A Motion in Limine is a request, usually made in the context of a court case, to forbid evidence from being considered in court. In the context of the Hidden Hills project, the motion asks that environmental review include only environmental impacts within California and limit the alternatives considered in the CEC's assessment to those BrightSource considers feasible.
Probably most importantly, BrightSource wants the assessment's Project Objectives to be defined rather strictly. In the motion, BrightSource asks:
That the... statement of project objectives must include the objectives "sought by the proposed project," including development of a 500 MW net solar thermal energy project using Applicant's proprietary technology
The project objectives as described in the CEC's Preliminary Staff Assessment, issued in May, are phrased thus:
Safely and economically construct and operate a nominal 500-megawatt renewable electrical generation facility resulting in sales of competitively priced renewable energy consistent with the needs of California utility companies.

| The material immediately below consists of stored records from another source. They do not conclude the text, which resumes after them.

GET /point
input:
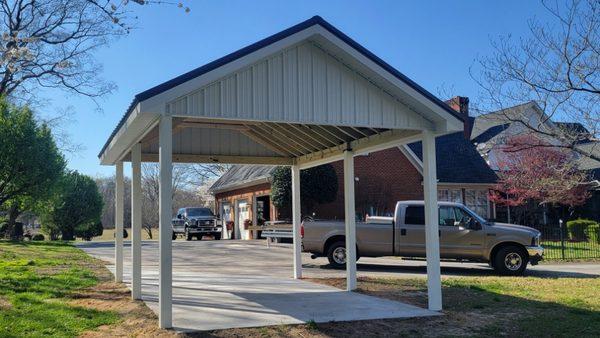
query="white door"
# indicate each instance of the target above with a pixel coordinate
(226, 218)
(242, 215)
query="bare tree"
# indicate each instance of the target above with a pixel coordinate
(50, 44)
(558, 67)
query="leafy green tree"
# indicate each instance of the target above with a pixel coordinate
(318, 185)
(30, 162)
(75, 209)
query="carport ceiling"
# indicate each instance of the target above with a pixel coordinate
(193, 140)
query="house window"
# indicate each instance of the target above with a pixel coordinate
(476, 200)
(450, 195)
(414, 215)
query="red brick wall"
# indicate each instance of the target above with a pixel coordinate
(384, 177)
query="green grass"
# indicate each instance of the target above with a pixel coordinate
(573, 250)
(36, 282)
(539, 306)
(510, 306)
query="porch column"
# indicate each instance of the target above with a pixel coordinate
(136, 221)
(297, 222)
(350, 216)
(119, 192)
(432, 239)
(165, 274)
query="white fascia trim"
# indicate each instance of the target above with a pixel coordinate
(240, 185)
(412, 157)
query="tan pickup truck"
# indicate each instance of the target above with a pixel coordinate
(464, 236)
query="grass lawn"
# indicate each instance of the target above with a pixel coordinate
(573, 250)
(474, 306)
(55, 289)
(109, 235)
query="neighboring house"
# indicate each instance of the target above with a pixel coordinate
(382, 178)
(491, 131)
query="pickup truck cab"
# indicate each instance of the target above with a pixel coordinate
(196, 222)
(464, 236)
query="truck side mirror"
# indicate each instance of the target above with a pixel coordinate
(474, 225)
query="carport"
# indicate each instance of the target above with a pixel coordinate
(303, 97)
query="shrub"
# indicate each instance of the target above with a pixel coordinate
(38, 237)
(577, 228)
(592, 232)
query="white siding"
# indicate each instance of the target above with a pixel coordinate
(302, 84)
(203, 141)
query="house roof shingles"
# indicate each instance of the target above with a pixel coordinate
(458, 161)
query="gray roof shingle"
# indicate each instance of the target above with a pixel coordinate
(457, 160)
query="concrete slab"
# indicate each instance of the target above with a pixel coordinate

There's nothing there about using BrightSource's proprietary technology, which means that a 500 megawatt field of photovoltaic panels, or parabolic trough facility, or for that matter a jojoba field with attached 500 megawatt biodiesel-fueled generating plant would fulfill that particular project objective.
And in fact, BrightSource's suggested revision to the Project Objectives may well have been generated as a response to CEC staff's willingness to consider photovoltaic generation as an alternative technology for the site. In a response to BrightSource's motion filed last week, CEC staff say as much in pleading their case to the Commissioners:
The objective of using "Brightsource's proprietary technology" would be inconsistent with the consideration of other widely used solar thermal generation technologies, or with photovoltaic technologies, even if these technologies would reduce or avoid significant project impacts of "power tower" technology.
The staff response continues:
Applicant's contention that only its technology is feasible for the project is undercut by the existence of numerous "solar trough" projects, and by the switch of several licensed thermal projects to photovoltaic generation--a phenomenon with which the Commission is well-acquainted.
It's definitely not in BrightSource's interest to have a photovoltaic alternative considered, as PV materials costs have been plummeting over the last few years and BrightSource, unlike some other solar thermal companies, has staked its corporate future on developing and refining its power tower technology.
Overall, the staff response is blunt, as seen in this summary passage from the second paragraph:
[BrightSource's motion] would have the Committee prevent its independent agency staff from performing the robust alternatives analysis that CEQA requires. Applicant wants an analysis that would impose artificially narrow applicant objectives for the "project objectives," impose Applicant's proprietary technology and pre-filing contractual agreements as alternative analysis feasibility boundaries, and thereby relegate all potential alternatives to the analytic scrapheap.
Motions in limine seem to be rare in California Energy Commission proceedings: a cursory search of the CEC's site revealed just one other such motion, filed by PG&E in 2008 in an attempt to rule inadmissible one piece of CEC staff testimony over the utility's effort to build a gas-fired turbine on the site of the decommissioned Humboldt Bay nuclear power plant.
In the court context, there is some criticism of such motions being used as a shortcut to a summary judgment, skipping the whole trial part altogether, rather than merely ruling out inadmissible evidence. In its response to the motion, the Center for Biological Diversity -- an intervenor in the Hidden Hills certification process -- argued that that criticism might be leveled at BrightSource's motion:
Although entitled a motion "in limine", which is generally a motion regarding the admissibility of evidence, applicant's motion conflates evidentiary issues in a motion more akin to a request for summary adjudication... Because there are many disputed issues of material facts related to the issues raised by the applicant in its motion, the issues presented cannot properly be decided by the Committee at this stage of the proceedings.
The Commission will issue its decision on BrightSource's motion by Monday.